Captain Cold is one of The Flash's most well known villains. First appearing in the late 1950s, he started out as a thief. His antagonistic relationship with The Flash began simply because The Flash thwarted one of Snart's crime jobs. But his criminality soon became explained as born of circumstance and need, not mere empty villainy. His sister, Lisa, also figures heavily into his narrative as a way to justify his descent into crime. Originally, Captain Cold had no innate superhuman abilities, but he was intelligent and a proficient marksman. His crimes were enabled by cold-themed weapons he modified, mostly his freeze gun that works at Absolute Zero. For the scientifically minded Flash audience members, you'll have to suspend your disbelief at even higher levels as the show goes on.
Captain Cold went through a pretty dramatic change in 2011, when DC Comics introduced the New 52. No longer a criminal relying on cold-related weapons, Snart was revamped into gaining the abilities from his weaponry, along with other members of the crime group he leads called The Rogues. Now he can create ice gauntlets around his fists amongst other things. Apparently, the recent Forever Evil storyline strips him of his powers so he's back to using his freeze gun. Ah, comics! But based on promos for The Flash episode Captain Cold appears in, it seems the writers behind the series chose to stick to his pre-New 52 origins. This is probably a smarter way to go, since it creates a more varied rogues gallery for Barry. But don't be surprised when Snart becomes a metahuman himself. Maybe we can start a bet. Within three episodes, tops, Snart is going to start aligning with his character's reworked abilities. Maybe I'm being a bit cynical, but I truly hope the show takes it's time with that.What makes Captain Cold fascinating as a supervillain is his strict moral code and cunning nature, not mere metahuman abilities. I imagine the writers will make his characterization more complicated than the Metahumans-of-the-Week we have been privy to thus far. Eventually, his sister and his belief that crime is a matter of survival must begin to factor heavily into The Flash's version of Captain Cold. They'll have the time do so, since Miller is reportedly slated to have a recurring guest role. Miller seems to have a good handle on the character, telling Entertainment Weekly, “Snart’s a master criminal at the top of his game, and I think he’s been there awhile and he’s a little bored, a little complacent. Then he meets The Flash, who upends everything."

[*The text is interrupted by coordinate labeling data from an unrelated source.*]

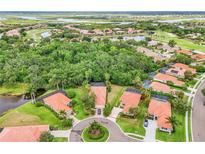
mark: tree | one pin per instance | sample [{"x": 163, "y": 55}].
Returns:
[
  {"x": 46, "y": 137},
  {"x": 203, "y": 91},
  {"x": 172, "y": 43},
  {"x": 188, "y": 75},
  {"x": 173, "y": 121}
]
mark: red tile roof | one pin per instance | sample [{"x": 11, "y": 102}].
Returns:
[
  {"x": 22, "y": 133},
  {"x": 164, "y": 78},
  {"x": 186, "y": 52},
  {"x": 157, "y": 86},
  {"x": 58, "y": 102},
  {"x": 161, "y": 110},
  {"x": 100, "y": 93},
  {"x": 198, "y": 57},
  {"x": 130, "y": 100}
]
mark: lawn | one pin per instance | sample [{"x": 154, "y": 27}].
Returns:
[
  {"x": 16, "y": 90},
  {"x": 60, "y": 139},
  {"x": 115, "y": 94},
  {"x": 36, "y": 34},
  {"x": 79, "y": 110},
  {"x": 185, "y": 44},
  {"x": 29, "y": 114},
  {"x": 135, "y": 126},
  {"x": 86, "y": 136},
  {"x": 178, "y": 135}
]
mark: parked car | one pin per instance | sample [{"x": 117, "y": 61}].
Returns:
[{"x": 145, "y": 123}]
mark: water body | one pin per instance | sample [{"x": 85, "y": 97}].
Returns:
[
  {"x": 29, "y": 18},
  {"x": 10, "y": 102},
  {"x": 180, "y": 20}
]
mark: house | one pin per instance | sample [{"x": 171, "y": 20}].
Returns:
[
  {"x": 160, "y": 110},
  {"x": 130, "y": 99},
  {"x": 22, "y": 133},
  {"x": 198, "y": 57},
  {"x": 58, "y": 101},
  {"x": 178, "y": 70},
  {"x": 161, "y": 87},
  {"x": 165, "y": 78},
  {"x": 185, "y": 52},
  {"x": 14, "y": 32},
  {"x": 99, "y": 89}
]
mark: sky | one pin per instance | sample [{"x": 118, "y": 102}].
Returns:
[{"x": 102, "y": 5}]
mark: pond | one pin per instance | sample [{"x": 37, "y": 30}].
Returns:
[{"x": 10, "y": 102}]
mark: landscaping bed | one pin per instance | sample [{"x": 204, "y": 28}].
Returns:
[{"x": 90, "y": 135}]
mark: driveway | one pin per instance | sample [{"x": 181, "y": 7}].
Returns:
[
  {"x": 116, "y": 135},
  {"x": 150, "y": 131},
  {"x": 198, "y": 116},
  {"x": 115, "y": 112}
]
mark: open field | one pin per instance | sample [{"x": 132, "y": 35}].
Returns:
[
  {"x": 183, "y": 43},
  {"x": 15, "y": 90},
  {"x": 79, "y": 110},
  {"x": 115, "y": 94},
  {"x": 36, "y": 34},
  {"x": 29, "y": 114}
]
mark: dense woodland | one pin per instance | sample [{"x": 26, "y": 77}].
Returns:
[{"x": 60, "y": 64}]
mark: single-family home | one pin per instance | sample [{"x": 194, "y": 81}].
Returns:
[
  {"x": 100, "y": 91},
  {"x": 130, "y": 99},
  {"x": 22, "y": 133},
  {"x": 178, "y": 70},
  {"x": 198, "y": 57},
  {"x": 14, "y": 32},
  {"x": 165, "y": 78},
  {"x": 58, "y": 101},
  {"x": 185, "y": 52},
  {"x": 161, "y": 87},
  {"x": 160, "y": 110}
]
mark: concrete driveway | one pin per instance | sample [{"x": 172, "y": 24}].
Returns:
[
  {"x": 150, "y": 131},
  {"x": 198, "y": 116},
  {"x": 116, "y": 135},
  {"x": 115, "y": 112}
]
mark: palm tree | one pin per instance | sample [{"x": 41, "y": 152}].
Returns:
[{"x": 173, "y": 120}]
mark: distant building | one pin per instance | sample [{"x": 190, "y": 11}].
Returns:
[
  {"x": 179, "y": 69},
  {"x": 165, "y": 78}
]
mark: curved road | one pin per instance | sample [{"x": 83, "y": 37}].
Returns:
[
  {"x": 116, "y": 135},
  {"x": 198, "y": 115}
]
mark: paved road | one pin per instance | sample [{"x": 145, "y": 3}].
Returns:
[
  {"x": 198, "y": 116},
  {"x": 116, "y": 135}
]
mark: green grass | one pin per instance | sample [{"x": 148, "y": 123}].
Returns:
[
  {"x": 115, "y": 94},
  {"x": 79, "y": 109},
  {"x": 60, "y": 139},
  {"x": 16, "y": 90},
  {"x": 185, "y": 44},
  {"x": 178, "y": 135},
  {"x": 29, "y": 114},
  {"x": 135, "y": 126},
  {"x": 86, "y": 137}
]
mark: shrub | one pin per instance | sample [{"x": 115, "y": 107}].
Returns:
[
  {"x": 46, "y": 137},
  {"x": 107, "y": 110},
  {"x": 67, "y": 123},
  {"x": 39, "y": 104},
  {"x": 71, "y": 94}
]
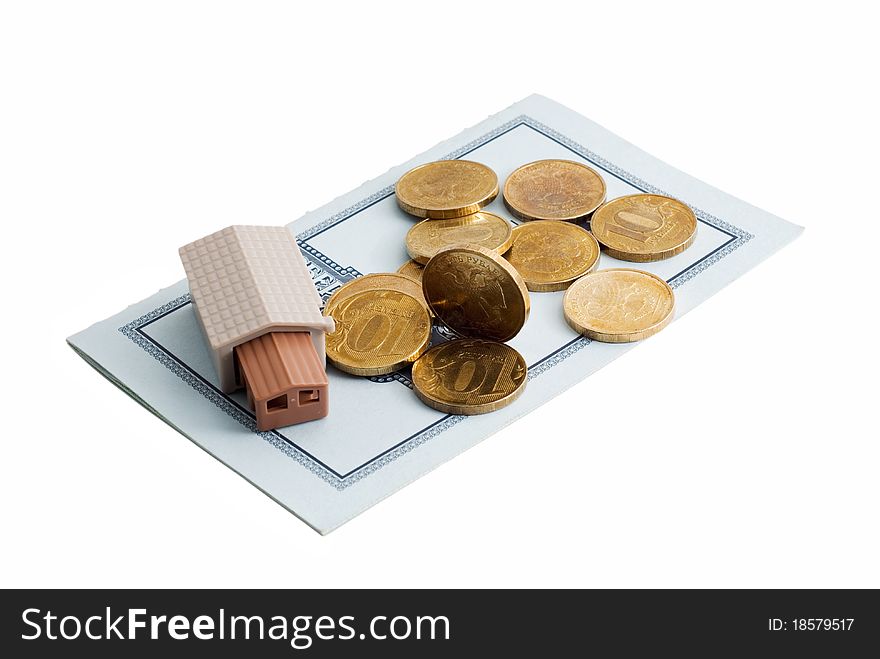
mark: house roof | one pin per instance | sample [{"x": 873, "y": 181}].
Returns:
[
  {"x": 278, "y": 362},
  {"x": 246, "y": 280}
]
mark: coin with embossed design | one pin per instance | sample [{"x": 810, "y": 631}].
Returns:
[
  {"x": 476, "y": 293},
  {"x": 377, "y": 332},
  {"x": 644, "y": 227},
  {"x": 374, "y": 282},
  {"x": 469, "y": 376},
  {"x": 446, "y": 188},
  {"x": 412, "y": 270},
  {"x": 550, "y": 255},
  {"x": 618, "y": 305},
  {"x": 428, "y": 237},
  {"x": 554, "y": 190}
]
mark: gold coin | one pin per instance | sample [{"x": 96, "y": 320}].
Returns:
[
  {"x": 428, "y": 237},
  {"x": 554, "y": 190},
  {"x": 551, "y": 255},
  {"x": 476, "y": 293},
  {"x": 412, "y": 270},
  {"x": 377, "y": 332},
  {"x": 618, "y": 305},
  {"x": 469, "y": 376},
  {"x": 377, "y": 281},
  {"x": 644, "y": 227},
  {"x": 446, "y": 188}
]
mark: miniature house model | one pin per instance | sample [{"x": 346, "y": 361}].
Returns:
[{"x": 261, "y": 317}]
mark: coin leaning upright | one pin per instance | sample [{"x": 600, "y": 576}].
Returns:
[
  {"x": 550, "y": 255},
  {"x": 554, "y": 190},
  {"x": 469, "y": 376},
  {"x": 377, "y": 332},
  {"x": 428, "y": 237},
  {"x": 446, "y": 188},
  {"x": 476, "y": 293},
  {"x": 644, "y": 227},
  {"x": 618, "y": 305}
]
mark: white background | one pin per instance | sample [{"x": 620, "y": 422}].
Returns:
[{"x": 128, "y": 129}]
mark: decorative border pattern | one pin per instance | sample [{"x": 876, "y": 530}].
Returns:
[{"x": 329, "y": 275}]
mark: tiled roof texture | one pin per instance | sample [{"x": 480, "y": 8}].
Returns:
[{"x": 247, "y": 278}]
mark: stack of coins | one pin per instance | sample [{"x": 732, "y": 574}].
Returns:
[{"x": 471, "y": 271}]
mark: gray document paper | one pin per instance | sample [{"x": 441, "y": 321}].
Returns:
[{"x": 328, "y": 471}]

If you'd like to go a little deeper into the world of The Flash and his villains, I recommend checking out the Justice League Unlimited cartoons. Captain Cold appears in the episode, "Flash and Substance." You can also check out Geoff Johns' run as a writer for The Flash comics which lasted from 2000-2005. Johns is also an executive producer on the CW series, so reading his work can give you an idea of how the material will be approached for television. The way Johns describes his outlook on Captain Cold gives me some hope that the show will craft villains that aren't so disposable. In a blog for DC he says, "[Captain Cold] doesn’t want to rule the world. He doesn’t necessarily want to kill the Flash because, at the end of the day, the Flash is celebrated by everybody, and killing him would bring a lot of heat...He just wants to pull his jobs and continue doing what he’s doing, and in order to work in a city that’s protected by a super hero, he has to become something more than he is."
The Flash is a series still finding its footing, which is understandable for such a new show. But it has a vibrant buoyancy that I have always associated with its leading character. Creating a compelling villain in Wentworth Miller's depiction of Captain Cold will a go a long way for the show in making its mark and not just being the kind of new series you forget five minutes after it airs.